Most of the time, writers don't talk much about the process behind a particular story. But because this one has an unusual angle, I'm guessing people might be interested in how I developed the idea. Take this opportunity to peek at the scaffold behind a published short story!

Check out Akashic Books's Miami Noir at Amazon.com or your local independent bookseller.

About "Silence of the Stone Age"

The question I've been asked most often, after "What the heck is an atlatl?" is probably the question every writer gets asked: "Where did you get that idea?"

There's not often a simple answer to that question. Luckily, for this story in particular, I can talk about where the idea came from.

When I was researching my novel A Partial History, I educated myself on archaeology. I read textbooks and monographs and magazine articles and tried to absorb everything I could. This was so I could learn about my two main characters, who are both archaeologists.

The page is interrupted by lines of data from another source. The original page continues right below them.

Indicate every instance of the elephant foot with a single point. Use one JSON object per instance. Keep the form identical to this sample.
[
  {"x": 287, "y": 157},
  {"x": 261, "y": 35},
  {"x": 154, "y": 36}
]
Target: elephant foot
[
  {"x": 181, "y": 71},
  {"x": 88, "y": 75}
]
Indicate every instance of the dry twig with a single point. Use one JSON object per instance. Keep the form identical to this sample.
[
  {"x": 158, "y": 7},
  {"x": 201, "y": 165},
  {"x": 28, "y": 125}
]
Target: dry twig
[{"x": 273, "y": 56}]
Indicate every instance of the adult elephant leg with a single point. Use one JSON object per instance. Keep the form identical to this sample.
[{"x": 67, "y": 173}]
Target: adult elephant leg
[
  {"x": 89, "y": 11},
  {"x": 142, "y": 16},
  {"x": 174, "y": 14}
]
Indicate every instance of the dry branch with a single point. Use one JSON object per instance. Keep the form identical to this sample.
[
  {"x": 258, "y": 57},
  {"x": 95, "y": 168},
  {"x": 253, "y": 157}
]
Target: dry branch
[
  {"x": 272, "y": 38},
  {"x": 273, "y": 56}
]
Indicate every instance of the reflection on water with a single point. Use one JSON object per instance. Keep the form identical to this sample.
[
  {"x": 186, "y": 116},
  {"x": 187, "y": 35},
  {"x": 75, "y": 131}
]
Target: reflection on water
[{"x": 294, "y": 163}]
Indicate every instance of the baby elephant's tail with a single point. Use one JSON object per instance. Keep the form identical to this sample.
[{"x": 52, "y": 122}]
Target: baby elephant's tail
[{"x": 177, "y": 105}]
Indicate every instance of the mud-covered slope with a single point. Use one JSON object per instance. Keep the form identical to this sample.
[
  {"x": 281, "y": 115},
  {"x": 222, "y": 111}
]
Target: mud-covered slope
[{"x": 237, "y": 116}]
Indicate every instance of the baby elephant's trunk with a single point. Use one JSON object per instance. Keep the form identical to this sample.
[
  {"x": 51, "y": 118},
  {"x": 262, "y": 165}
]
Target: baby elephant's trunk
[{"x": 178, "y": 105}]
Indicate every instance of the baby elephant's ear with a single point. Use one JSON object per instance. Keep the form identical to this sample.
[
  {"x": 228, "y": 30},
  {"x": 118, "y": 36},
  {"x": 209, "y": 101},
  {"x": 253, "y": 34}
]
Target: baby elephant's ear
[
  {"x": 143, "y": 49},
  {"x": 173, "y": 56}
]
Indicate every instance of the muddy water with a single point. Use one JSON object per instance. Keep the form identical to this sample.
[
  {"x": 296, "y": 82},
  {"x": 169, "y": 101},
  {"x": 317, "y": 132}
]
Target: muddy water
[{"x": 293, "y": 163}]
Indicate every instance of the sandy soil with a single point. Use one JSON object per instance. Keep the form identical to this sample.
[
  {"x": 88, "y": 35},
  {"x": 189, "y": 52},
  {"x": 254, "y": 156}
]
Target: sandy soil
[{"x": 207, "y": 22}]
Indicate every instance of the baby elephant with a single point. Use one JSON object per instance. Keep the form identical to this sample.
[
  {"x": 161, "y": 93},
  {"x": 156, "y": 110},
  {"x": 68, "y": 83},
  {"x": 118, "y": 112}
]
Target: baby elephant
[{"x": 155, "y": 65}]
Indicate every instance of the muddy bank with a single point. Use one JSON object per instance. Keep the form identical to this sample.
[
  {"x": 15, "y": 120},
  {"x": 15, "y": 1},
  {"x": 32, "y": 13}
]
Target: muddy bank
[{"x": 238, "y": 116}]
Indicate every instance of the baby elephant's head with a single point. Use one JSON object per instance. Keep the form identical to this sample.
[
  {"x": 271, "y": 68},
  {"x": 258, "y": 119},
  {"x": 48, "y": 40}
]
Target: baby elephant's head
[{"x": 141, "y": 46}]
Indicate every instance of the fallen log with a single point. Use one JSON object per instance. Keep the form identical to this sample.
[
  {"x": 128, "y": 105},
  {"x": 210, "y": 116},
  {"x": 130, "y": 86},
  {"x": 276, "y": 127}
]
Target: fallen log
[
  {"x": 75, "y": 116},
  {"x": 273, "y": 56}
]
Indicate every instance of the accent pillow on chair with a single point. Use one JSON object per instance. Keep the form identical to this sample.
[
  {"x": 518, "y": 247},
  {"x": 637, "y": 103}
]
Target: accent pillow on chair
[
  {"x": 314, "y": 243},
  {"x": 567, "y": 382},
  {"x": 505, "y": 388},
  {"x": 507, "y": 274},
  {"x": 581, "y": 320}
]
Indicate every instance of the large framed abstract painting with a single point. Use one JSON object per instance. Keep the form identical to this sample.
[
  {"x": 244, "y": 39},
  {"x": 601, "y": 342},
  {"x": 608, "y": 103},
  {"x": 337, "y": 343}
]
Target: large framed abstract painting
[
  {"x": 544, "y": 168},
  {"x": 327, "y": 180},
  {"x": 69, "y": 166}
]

I became fascinated with stone-knapping. That's when you whack rocks together until you form a tool. I learned that archaeologists can look at a spear point, say, and determine the number of strikes that were required to make it. They can even tell the precise order in which the strikes were delivered. This amazed me.

I learned that most of the stone points I always called arrowheads were really the tips of atlatl darts. Atlatls are spear throwers -- just a stick with a little hook on the end, really, that allows one to throw darts much harder and farther than one could with arm-power alone. An atlatl is a lever.

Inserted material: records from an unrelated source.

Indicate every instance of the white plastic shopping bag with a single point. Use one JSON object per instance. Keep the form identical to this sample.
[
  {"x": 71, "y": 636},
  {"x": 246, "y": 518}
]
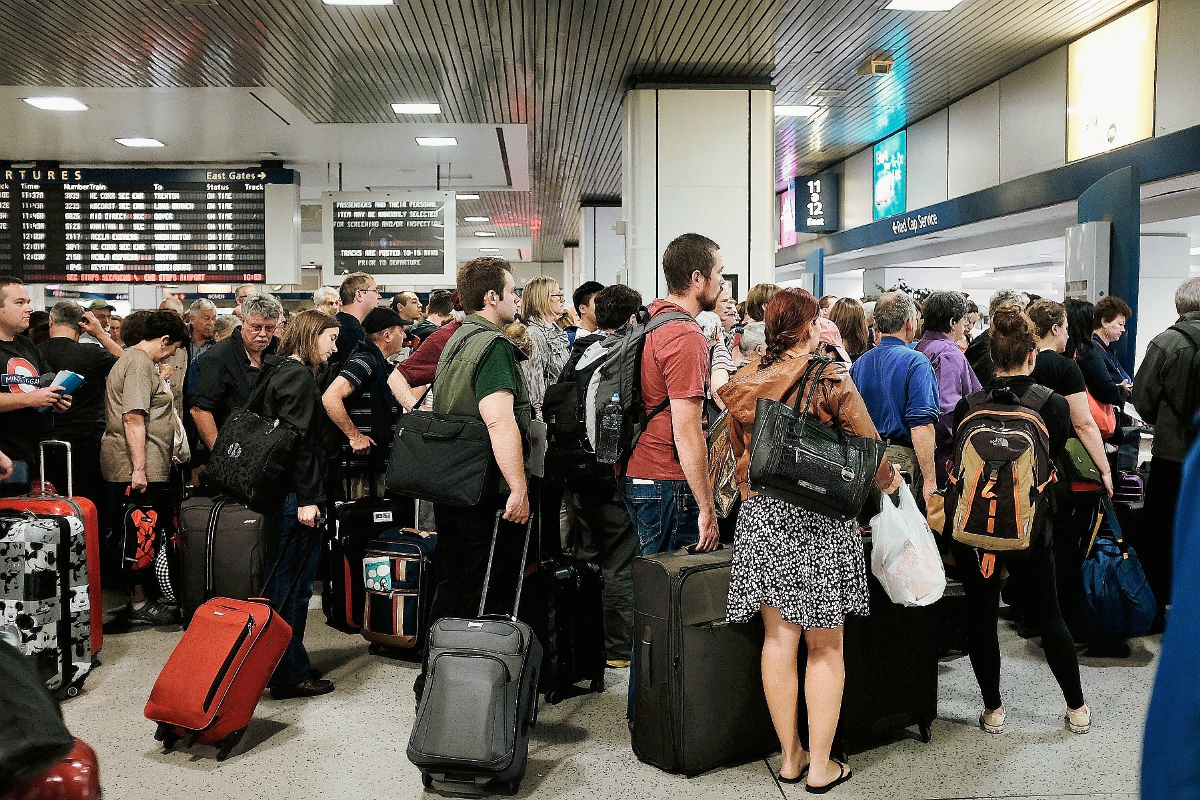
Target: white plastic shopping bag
[{"x": 904, "y": 553}]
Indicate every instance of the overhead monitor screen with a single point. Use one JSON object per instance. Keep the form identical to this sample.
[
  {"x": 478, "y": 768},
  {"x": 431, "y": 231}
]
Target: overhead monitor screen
[
  {"x": 891, "y": 175},
  {"x": 130, "y": 226},
  {"x": 1110, "y": 84},
  {"x": 400, "y": 238}
]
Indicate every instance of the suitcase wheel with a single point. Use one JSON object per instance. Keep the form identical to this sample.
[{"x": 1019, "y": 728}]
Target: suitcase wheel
[{"x": 228, "y": 744}]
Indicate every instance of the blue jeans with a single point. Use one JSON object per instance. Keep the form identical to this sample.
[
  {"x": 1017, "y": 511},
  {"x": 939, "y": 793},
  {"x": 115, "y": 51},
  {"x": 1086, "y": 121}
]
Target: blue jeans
[
  {"x": 666, "y": 518},
  {"x": 298, "y": 551}
]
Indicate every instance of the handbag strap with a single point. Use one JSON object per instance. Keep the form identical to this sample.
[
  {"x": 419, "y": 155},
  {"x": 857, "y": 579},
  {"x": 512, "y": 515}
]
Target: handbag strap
[{"x": 810, "y": 379}]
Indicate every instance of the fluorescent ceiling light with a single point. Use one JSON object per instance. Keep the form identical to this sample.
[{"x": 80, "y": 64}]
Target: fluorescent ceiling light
[
  {"x": 57, "y": 103},
  {"x": 796, "y": 110},
  {"x": 417, "y": 108},
  {"x": 139, "y": 142},
  {"x": 922, "y": 5}
]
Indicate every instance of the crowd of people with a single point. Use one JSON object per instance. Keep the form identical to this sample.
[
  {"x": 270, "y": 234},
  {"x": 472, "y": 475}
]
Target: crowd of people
[{"x": 160, "y": 385}]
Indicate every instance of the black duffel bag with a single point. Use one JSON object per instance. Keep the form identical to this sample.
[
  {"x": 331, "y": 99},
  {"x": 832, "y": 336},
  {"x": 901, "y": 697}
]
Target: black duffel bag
[
  {"x": 442, "y": 457},
  {"x": 34, "y": 735},
  {"x": 252, "y": 458},
  {"x": 797, "y": 458}
]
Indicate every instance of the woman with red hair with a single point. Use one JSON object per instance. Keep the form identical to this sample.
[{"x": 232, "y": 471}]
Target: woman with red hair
[{"x": 803, "y": 571}]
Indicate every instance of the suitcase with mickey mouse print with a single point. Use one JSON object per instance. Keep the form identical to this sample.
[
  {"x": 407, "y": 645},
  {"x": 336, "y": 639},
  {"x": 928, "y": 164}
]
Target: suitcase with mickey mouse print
[{"x": 397, "y": 575}]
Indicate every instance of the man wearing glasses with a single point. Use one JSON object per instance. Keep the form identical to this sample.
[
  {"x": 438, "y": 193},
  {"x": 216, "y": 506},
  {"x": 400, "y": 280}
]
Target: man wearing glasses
[
  {"x": 227, "y": 372},
  {"x": 359, "y": 294}
]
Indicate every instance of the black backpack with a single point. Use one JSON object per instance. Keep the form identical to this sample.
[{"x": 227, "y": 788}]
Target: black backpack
[{"x": 569, "y": 452}]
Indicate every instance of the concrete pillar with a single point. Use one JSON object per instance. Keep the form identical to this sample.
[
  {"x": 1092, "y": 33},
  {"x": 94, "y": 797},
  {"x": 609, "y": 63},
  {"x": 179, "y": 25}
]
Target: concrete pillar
[
  {"x": 699, "y": 160},
  {"x": 601, "y": 248},
  {"x": 1165, "y": 264}
]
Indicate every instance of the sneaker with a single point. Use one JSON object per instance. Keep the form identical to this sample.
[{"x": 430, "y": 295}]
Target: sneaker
[
  {"x": 993, "y": 721},
  {"x": 1079, "y": 721},
  {"x": 154, "y": 613}
]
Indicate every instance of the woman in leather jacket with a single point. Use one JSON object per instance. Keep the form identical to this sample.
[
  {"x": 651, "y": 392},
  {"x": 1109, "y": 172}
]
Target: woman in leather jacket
[
  {"x": 293, "y": 397},
  {"x": 803, "y": 571}
]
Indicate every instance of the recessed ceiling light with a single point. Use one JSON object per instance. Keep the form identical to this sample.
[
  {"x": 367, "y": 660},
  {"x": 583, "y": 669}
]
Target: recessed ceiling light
[
  {"x": 922, "y": 5},
  {"x": 796, "y": 110},
  {"x": 417, "y": 108},
  {"x": 57, "y": 103}
]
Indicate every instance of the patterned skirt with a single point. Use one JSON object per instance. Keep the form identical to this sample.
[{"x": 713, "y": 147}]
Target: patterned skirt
[{"x": 809, "y": 566}]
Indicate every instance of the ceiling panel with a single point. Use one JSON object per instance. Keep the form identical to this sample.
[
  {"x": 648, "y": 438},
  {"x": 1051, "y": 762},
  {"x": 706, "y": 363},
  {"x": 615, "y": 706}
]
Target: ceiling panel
[{"x": 559, "y": 67}]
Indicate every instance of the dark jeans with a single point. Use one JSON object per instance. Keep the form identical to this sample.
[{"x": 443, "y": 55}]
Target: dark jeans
[
  {"x": 297, "y": 552},
  {"x": 1155, "y": 540},
  {"x": 983, "y": 607},
  {"x": 605, "y": 536},
  {"x": 465, "y": 537},
  {"x": 666, "y": 518}
]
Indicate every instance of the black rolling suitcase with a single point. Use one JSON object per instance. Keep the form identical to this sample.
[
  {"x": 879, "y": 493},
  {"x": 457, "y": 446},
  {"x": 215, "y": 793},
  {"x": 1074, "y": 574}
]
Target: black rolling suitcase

I read theories that the extinction of North American Ice Age megafauna, the giant ground sloths and cave bears and saber-tooth tigers, might be credited to the atlatl.

This was the very first piece of technology with which the impact of humans on their environment became out-of-proportion to their actual number. Everything else was downhill from there.

But where did the story itself come from?

I learned about the World Atlatl Championships -- that seemed too good to pass up. Initially I worked with Dr. David Harper, the archaeologist who's at the center of my novel. He met Eustace Green at this particular event, and Green was killed by an atlatl dart. Maybe the first person in several thousand years to be slain by this particular piece of technology.

But that wasn't a good story. There wasn't a plot. And I've heard that stories need to have those. Green's death was just an accident. Whoops. And the end is a quasi-Joycean moment wherein the main character, Dr. Harper, stares into a stand of trees and imagines how much longer the life of an atlatl's stone tip is than a human being's.

Yawn. I put the story in a drawer with all my other masterpieces.

When Les came to me with this anthology, I dusted off the atlatl and showed it to him. He mentioned its lack of plot, its massive amounts of deadweight, and gently urged me to revise it.

Over the process of multiple revisions, the story is as you now read it. A tale of jealousy, betrayal, and stone-age weaponry.

I'd like to leave you with two fun facts: first, atlatls are still being made today. Just go online and google atlatl and you'll find a couple of reputable manufacturers -- one of them's called Atlatl Bob.

Second, please take note: the only legal methods of taking game in Florida are rifles, shotguns, pistols, longbows, compound bows, recurve bows, crossbows and birds of prey. Please contact your state representative today.